Alright, I can understand that to a degree. But the fact is physical actions are quite a bit different then mental ones. If you say you are a peerless warrior who can kill a hoard of enemies, I can see in your stats why and how that works, and you can go do that, in game, physically. However if you say you are are a very charming person, but then can't say anything but "Ummmmm..." whenever you are talking to someone. Or say you are super smart but only say and do stupid things, that creatives dissidence.
Now admittedly you can just cut anything like that out and replace it with a very shallow and poorly made system, like D&D does, but then you change the game from a Roleplaying game into a dungeon crawler, which I am actually fine with, and I would have fun with it, but there are actually games that do that better then D&D 3.5. And if you are complaining about my opinion based on the idea you want to play as a charmer it seems like you wouldn't like that. Or if you would, then it seems like you don't actually want to play as a charming person, but rather someone with magical mind control powers, which are actually done better in this very game then the diplomacy system does it.

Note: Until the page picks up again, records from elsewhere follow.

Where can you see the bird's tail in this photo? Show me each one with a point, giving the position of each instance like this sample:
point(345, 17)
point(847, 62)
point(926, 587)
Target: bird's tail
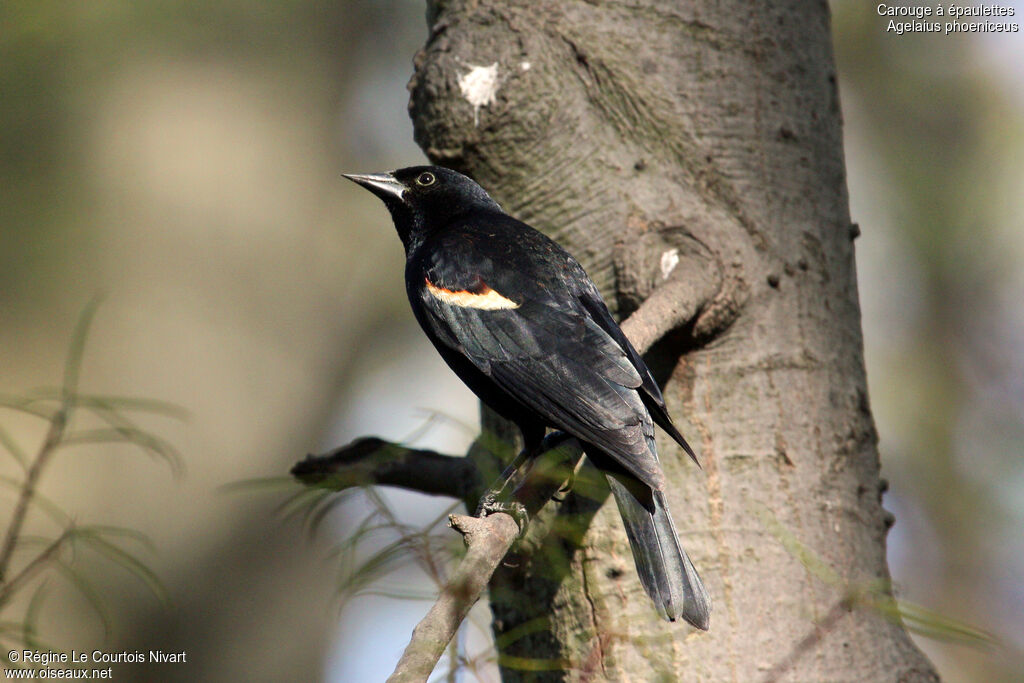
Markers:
point(666, 571)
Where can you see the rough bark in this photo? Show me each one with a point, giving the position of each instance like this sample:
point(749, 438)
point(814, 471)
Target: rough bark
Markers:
point(635, 133)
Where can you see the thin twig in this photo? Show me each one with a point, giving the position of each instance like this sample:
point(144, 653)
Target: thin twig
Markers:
point(818, 631)
point(373, 461)
point(487, 541)
point(46, 451)
point(30, 569)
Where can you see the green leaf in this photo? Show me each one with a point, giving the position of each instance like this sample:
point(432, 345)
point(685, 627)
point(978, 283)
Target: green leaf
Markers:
point(23, 404)
point(82, 585)
point(148, 443)
point(113, 402)
point(125, 560)
point(8, 442)
point(40, 501)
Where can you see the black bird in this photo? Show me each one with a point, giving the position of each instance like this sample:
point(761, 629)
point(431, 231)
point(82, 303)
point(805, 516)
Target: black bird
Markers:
point(519, 322)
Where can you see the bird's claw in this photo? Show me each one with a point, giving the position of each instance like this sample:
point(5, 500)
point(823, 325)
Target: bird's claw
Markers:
point(489, 505)
point(564, 489)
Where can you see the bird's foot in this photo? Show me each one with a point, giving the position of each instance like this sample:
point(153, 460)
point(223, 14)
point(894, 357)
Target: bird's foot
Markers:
point(489, 505)
point(564, 489)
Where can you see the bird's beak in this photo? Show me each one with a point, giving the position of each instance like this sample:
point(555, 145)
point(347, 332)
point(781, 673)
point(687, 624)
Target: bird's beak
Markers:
point(383, 185)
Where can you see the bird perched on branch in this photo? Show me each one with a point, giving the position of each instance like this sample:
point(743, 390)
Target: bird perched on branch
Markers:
point(521, 324)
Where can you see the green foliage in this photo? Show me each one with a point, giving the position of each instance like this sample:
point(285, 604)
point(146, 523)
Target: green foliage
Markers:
point(29, 561)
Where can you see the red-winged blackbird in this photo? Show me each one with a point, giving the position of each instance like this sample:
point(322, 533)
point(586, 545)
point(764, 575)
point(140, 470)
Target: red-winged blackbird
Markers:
point(520, 323)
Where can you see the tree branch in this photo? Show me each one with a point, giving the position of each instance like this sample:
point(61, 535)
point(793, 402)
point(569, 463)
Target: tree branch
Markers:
point(373, 461)
point(487, 541)
point(690, 289)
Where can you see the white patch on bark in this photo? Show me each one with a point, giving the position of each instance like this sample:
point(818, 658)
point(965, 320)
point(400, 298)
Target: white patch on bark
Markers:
point(670, 260)
point(479, 86)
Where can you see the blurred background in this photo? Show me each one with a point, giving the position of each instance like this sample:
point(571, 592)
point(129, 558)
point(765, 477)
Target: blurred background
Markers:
point(182, 158)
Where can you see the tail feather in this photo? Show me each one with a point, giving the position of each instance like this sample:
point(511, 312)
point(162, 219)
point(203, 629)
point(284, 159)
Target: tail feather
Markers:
point(665, 570)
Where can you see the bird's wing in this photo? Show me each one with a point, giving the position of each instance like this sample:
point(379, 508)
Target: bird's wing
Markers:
point(545, 350)
point(649, 391)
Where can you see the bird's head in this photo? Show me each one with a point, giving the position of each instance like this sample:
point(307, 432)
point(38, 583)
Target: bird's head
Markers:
point(424, 199)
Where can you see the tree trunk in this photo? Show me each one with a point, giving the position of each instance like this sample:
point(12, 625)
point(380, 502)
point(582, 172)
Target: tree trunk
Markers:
point(646, 134)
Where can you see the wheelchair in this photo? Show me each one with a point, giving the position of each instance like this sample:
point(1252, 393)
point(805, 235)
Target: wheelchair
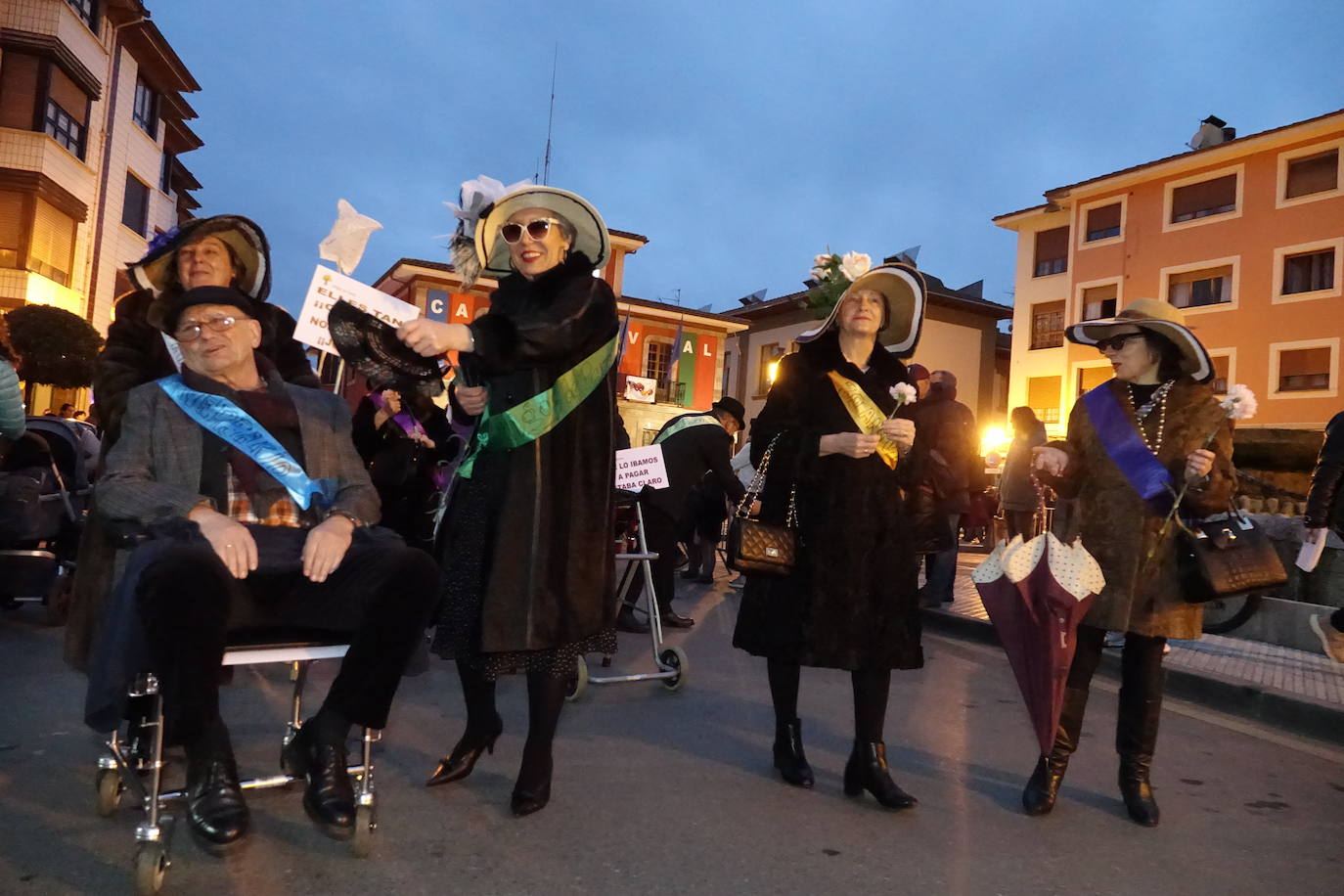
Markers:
point(135, 755)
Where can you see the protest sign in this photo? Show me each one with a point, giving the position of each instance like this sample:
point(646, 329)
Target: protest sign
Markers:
point(330, 287)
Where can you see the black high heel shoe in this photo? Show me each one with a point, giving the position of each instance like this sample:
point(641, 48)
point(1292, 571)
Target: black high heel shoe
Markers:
point(867, 770)
point(459, 763)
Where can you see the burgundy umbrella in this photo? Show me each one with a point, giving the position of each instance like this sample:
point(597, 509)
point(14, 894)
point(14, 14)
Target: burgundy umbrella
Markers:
point(1035, 594)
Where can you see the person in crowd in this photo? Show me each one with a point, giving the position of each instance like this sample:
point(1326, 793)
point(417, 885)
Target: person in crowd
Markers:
point(1325, 512)
point(225, 250)
point(1152, 420)
point(693, 445)
point(257, 553)
point(527, 536)
point(1017, 496)
point(851, 600)
point(949, 432)
point(403, 441)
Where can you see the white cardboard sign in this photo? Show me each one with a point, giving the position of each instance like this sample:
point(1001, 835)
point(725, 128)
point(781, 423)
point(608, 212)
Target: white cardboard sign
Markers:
point(330, 287)
point(636, 468)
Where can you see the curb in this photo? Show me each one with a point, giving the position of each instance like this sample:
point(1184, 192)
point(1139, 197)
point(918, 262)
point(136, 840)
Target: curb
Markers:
point(1292, 712)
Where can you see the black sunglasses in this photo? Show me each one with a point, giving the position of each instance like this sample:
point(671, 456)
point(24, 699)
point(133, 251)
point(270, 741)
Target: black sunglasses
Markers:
point(1116, 342)
point(535, 229)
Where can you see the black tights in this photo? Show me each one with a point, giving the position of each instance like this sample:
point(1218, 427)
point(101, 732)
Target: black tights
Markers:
point(870, 697)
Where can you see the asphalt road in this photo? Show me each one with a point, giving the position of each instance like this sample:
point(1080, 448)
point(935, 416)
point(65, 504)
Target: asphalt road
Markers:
point(674, 792)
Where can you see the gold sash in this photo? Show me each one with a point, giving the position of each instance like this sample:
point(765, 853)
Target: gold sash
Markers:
point(866, 416)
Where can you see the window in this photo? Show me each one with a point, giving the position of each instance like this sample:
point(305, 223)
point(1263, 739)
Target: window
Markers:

This is made worse by the fact that the game basically isn't really made for diplomacy. In combat, as your example, you have many many complex factors that the game is almost fully based around handling your interactions. In diplomacy you have a single die roll with a few very simple bonuses. The fact is diplomacy is more complex then combat is, but has a much less robust system, if it had a similar or better system, Or even fleshed out in any way at all, then maybe that would be better (although to be honest I find it hard to imagine a actually good diplomacy system.)
Ultimately, if you like the diplomacy system, good, more power to you, you can be the party face, you're not even wrong for liking it, I just disagree with you. You don't have to be so passive aggressive about it though.